En 1961 se incorporó a la empresa Paul Schärer Jr., nieto del fundador. Ingeniero de formación, tenía un gran interés en el movimiento modernista, y cuando quedó claro que la empresa necesitaba una nueva fábrica y oficinas con más espacio que su predecesora, decidió contratar a uno de sus diseñadores favoritos, Fritz Haller, para crearla.
¿El resultado? Una serie de edificios bajos de forma rectangular con techos planos y ventanas de vidrio. Se dice que una vez terminada la oficina, Scherer y Haller no pudieron encontrar muebles que se adaptaran perfectamente a sus necesidades, por lo que desarrollaron lo que se convertiría en el sistema Haller. Imaginaron muebles que fueran fácilmente ajustables y ampliables, utilizando sus rótulas patentadas para conectar de forma estable cada pieza con una carpintería mínima visible. “A lo largo de los años, he reconstruido con éxito (mis piezas) en cuatro sistemas diferentes para satisfacer mis necesidades en casa y en la oficina”, dijo Dang, quien compró las piezas grises, negras y rojo rubí de segunda mano.
Aunque Haller y Schärer no tenían intención de vender los muebles, se publicaron fotografías de las oficinas de USM y pronto los clientes potenciales comenzaron a solicitar diseños para sus propios espacios de trabajo. El Rothschild Bank de París realizó su primer pedido de 600 estaciones de trabajo USM para sus oficinas en 1969, y los sistemas Haller se han utilizado desde entonces.

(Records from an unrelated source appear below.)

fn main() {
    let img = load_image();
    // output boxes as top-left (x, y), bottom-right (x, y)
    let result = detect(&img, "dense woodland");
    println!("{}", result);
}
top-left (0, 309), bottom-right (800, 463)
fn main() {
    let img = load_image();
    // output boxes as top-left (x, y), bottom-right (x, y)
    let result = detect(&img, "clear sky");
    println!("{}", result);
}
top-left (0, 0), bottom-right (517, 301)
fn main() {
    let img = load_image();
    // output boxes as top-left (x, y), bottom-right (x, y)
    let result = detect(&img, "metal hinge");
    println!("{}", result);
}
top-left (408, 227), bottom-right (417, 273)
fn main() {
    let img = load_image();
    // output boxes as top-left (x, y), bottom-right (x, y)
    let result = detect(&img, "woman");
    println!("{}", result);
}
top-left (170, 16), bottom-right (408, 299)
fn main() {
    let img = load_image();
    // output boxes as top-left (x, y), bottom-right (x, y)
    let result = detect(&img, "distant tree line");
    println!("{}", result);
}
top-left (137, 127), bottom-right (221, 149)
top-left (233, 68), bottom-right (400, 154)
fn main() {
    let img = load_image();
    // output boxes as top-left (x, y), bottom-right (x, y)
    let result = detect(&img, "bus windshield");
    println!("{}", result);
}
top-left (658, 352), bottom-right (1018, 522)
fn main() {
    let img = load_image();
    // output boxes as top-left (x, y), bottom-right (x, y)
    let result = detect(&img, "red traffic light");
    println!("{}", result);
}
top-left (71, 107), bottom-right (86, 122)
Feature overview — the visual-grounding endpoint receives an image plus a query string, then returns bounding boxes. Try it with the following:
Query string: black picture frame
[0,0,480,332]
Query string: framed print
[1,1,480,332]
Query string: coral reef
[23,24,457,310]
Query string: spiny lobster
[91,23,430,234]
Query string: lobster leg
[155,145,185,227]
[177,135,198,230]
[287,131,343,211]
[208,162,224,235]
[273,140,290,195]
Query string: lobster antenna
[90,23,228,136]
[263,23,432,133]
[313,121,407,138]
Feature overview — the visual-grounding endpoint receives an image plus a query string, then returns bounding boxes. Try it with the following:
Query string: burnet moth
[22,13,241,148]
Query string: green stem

Fueron necesarias décadas para que estas piezas aparecieran en la publicidad doméstica en la década de 1990, lo que puede ser una de las razones por las que recién ahora están despegando. USM Haller nunca se hizo popular a nivel nacional en los Estados Unidos durante el siglo XX, por lo que no parece la expresión de los ideales modernos de mediados de siglo que esperábamos. como un clásico silla eames O el escritorio Knoll, los cuales vienen con un estilo que los muebles USM Haller no tienen. Estos no son los muebles que encontrarás en el fondo del episodio. Hombres Locos. Aun así, especialmente en el caso de los muebles modulares, que existen desde hace décadas, parece una inversión prudente en comparación con algunas de las nuevas. “La gente quiere invertir, pero tal vez no quiera invertir en marcas icónicas que son inciertas”, dijo Thorson. Si la gente ha estado haciendo esto durante décadas, es más fácil creer que podrá ampliar su sistema en 10 años o venderlo a alguien que lo desee.
Uso práctico del trabajo de USM Haller
Haciéndose eco de la idea de que los muebles están diseñados para durar, muchas de las máquinas utilizadas para fabricar muebles en las fábricas se han utilizado durante décadas, incluso con la introducción de máquinas más nuevas asistidas por robots. Toco la carpintería recién hecha, aún caliente, y veo los paneles, de colores frescos, zumbando lentamente sobre el sistema de cables del techo mientras cuelgan para secarse. Los trabajadores se aseguran de que los paneles estén doblados correctamente, de que las máquinas de unión zumben y de que el proceso de recubrimiento en polvo se desarrolle sin problemas. Me sorprende pensar que esta fábrica produce sistemas de muebles Haller desde hace décadas y nunca ha sido subcontratada al extranjero para obtener beneficios. Aunque parte de la maquinaria parece envejecida en comparación con la maquinaria robótica ultramoderna, las piezas producidas todavía parecen atemporales.